- Maude Roberts George, from a 1936 newspaper
- Born: Maude J. Roberts September 27, 1888 Jersey City, New Jersey, US
- Died: December 1, 1943 (aged 55) Chicago, Illinois, US
- Other name: Maud Roberts George
- Occupations: Singer, arts administrator, music writer
- Known for: President, National Association of Negro Musicians (1933–1935)

= Maude Roberts George =

American musician

Maude Roberts George (September 27, 1888 – December 1, 1943) was an American singer, arts administrator, and music critic. She was president of the National Association of Negro Musicians (NANM) from 1933 to 1935. She was also president of the Chicago Music Association, and a music critic for The Chicago Defender newspaper.

== Early life ==
Maude J. Roberts was born in Jersey City, New Jersey, the daughter of Joseph Henry Roberts and Alice C. Johnson Roberts. Her mother was born in Virginia and her father was born in North Carolina. She graduated from Walden University in Nashville, Tennessee in 1907, and from the Bryant & Stratton in Chicago in 1908.

== Career ==
Roberts, a soprano concert singer, taught music at Walden University from 1909 to 1911, and at Lane College from 1911 to 1913. She was a soloist in the 1915 All Colored Composers Concert in Chicago, and with an orchestra in Washington D.C. in 1916. In 1918, she was a soloist in a large choral concert in Chicago; one of the other soloists was George Garner.

In 1927, George directed a musical pageant, "Ethiopia Lifts as She Climbs", at the National Association of Colored Women convention in Chicago. In 1930 she sang on a program of "race music" in Chicago.

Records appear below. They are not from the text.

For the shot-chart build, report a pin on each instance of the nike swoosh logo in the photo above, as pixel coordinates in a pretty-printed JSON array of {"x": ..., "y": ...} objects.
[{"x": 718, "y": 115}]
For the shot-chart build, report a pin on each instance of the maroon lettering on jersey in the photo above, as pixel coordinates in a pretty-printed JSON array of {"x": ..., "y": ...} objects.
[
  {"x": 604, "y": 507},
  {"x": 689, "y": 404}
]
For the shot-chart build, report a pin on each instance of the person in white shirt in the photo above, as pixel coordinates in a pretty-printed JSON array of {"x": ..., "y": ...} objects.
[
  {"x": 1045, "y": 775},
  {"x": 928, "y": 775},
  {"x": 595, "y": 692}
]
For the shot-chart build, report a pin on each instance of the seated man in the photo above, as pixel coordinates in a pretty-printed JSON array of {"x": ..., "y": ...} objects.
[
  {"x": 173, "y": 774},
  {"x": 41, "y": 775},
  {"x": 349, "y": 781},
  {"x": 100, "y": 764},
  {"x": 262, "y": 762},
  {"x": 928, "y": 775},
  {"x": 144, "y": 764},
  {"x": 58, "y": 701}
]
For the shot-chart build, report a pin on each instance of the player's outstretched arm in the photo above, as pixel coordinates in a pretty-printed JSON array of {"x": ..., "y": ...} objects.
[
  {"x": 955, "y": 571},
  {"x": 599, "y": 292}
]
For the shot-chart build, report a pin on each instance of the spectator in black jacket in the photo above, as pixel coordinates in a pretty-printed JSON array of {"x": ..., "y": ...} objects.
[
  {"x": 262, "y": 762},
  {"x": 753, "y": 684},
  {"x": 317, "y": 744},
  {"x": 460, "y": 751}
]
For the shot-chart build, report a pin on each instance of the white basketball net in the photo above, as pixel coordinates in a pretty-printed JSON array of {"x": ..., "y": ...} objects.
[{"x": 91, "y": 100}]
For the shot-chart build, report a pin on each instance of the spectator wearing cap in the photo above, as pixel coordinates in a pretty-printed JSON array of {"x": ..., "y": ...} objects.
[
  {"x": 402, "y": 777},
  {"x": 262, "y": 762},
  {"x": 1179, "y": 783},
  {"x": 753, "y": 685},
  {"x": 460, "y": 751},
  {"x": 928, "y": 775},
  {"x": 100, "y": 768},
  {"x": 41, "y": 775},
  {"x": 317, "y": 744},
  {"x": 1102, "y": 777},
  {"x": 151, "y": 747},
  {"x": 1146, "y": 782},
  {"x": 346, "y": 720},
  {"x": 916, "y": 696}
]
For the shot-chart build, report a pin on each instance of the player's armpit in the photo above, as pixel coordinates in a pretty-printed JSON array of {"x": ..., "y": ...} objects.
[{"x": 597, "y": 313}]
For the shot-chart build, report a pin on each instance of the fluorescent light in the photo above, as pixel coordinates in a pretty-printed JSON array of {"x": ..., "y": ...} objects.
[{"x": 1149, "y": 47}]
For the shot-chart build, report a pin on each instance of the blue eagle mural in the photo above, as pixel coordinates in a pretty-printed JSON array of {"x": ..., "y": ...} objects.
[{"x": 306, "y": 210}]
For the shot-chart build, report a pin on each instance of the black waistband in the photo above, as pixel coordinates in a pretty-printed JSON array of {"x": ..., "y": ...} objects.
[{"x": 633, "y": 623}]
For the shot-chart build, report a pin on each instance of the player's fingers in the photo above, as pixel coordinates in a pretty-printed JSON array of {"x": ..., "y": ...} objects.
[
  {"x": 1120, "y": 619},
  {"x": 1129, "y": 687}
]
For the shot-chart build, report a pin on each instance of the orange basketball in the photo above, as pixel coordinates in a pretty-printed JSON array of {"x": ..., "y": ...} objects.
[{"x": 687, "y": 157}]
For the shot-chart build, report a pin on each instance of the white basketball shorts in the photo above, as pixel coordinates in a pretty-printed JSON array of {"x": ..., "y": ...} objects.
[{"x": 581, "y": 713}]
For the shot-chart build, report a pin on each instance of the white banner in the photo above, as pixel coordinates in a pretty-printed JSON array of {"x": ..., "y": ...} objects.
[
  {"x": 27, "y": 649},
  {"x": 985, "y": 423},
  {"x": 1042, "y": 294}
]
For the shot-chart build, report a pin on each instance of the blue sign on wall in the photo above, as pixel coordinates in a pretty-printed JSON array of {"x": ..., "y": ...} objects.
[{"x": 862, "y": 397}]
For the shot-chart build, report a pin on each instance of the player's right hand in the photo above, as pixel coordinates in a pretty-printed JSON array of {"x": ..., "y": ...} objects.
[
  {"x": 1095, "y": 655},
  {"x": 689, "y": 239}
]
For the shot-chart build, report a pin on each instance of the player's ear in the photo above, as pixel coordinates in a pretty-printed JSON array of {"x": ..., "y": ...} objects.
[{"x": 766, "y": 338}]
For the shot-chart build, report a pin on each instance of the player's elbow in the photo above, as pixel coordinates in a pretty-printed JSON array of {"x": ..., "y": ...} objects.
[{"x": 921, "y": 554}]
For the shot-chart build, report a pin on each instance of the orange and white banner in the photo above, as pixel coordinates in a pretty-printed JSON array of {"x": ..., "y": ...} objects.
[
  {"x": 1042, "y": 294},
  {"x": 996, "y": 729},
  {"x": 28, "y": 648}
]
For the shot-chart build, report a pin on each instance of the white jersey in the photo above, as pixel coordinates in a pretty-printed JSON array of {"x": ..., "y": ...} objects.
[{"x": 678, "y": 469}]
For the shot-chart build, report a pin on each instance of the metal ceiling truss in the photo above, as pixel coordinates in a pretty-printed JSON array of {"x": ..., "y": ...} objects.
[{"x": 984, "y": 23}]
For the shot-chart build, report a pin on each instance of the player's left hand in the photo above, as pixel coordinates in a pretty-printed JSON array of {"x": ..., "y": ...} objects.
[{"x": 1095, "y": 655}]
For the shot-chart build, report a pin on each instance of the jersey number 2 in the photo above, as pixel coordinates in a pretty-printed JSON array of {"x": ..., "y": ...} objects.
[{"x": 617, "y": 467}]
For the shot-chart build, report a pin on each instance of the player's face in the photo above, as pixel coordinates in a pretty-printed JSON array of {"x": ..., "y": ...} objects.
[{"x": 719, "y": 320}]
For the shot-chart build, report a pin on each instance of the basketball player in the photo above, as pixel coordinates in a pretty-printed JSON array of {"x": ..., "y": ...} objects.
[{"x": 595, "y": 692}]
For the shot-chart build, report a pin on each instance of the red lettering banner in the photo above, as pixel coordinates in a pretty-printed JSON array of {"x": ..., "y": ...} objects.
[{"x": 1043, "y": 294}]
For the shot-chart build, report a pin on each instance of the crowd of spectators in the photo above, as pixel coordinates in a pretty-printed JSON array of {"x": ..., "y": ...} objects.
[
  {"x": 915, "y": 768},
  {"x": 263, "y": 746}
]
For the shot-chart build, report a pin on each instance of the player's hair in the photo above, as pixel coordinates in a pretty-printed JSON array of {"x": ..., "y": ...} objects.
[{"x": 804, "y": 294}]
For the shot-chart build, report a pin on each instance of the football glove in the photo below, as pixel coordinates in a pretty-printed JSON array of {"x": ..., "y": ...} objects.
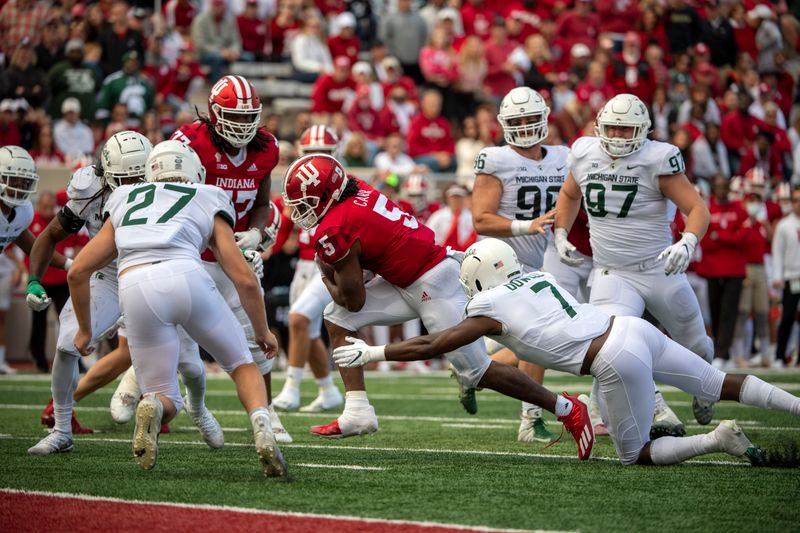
[
  {"x": 36, "y": 296},
  {"x": 248, "y": 240},
  {"x": 255, "y": 262},
  {"x": 566, "y": 250},
  {"x": 678, "y": 256},
  {"x": 357, "y": 353}
]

She directed another musical production, "Festival of Music" featuring George Garner, for the same organization's 1933 convention in Chicago. George supported Black classical musicians and composers in her work, and personally raised the funds for a 1933 concert of works by Florence Beatrice Price performed by the Chicago Symphony Orchestra.

George was president of the National Association of Negro Musicians from 1933 to 1935. She was succeeded by Howard University music instructor Camille Nickerson. She was also a founder and president of the Chicago Music Association, and a music critic for The Chicago Defender newspaper. She served on the board of directors of the Cook County League of Women Voters, and was president of the Illinois State Association of Colored Women's Clubs, and served on many arts and political organization boards in Chicago.
George also deserves credit for having directly facilitated the 1933 premiere of the First Symphony of Florence B. Price in the 1933 Century of Progress World's Fair in Chicago. The minutes of the Chicago Music Association record that George paid $250 (about $5,093 in 2021 dollars) so that the symphony would be performed.

== Personal life ==
Maude Roberts married judge Albert Bailey George in 1918; they had a son, Albert Roberts George (1918–1983). Her husband died in 1940. Later in 1940, her son accidentally shot and wounded her in their home. She died in 1943, aged 55 years, in Chicago.

In 1944, the Los Angeles chapter of the NANM held a memorial concert for George and her NANM colleagues Robert Nathaniel Dett and Alice Carter Simmons, who also died in 1943. Naida McCullough was one of the musicians featured. The papers of the Chicago Music Association are held at the Amistad Research Center, Tulane University.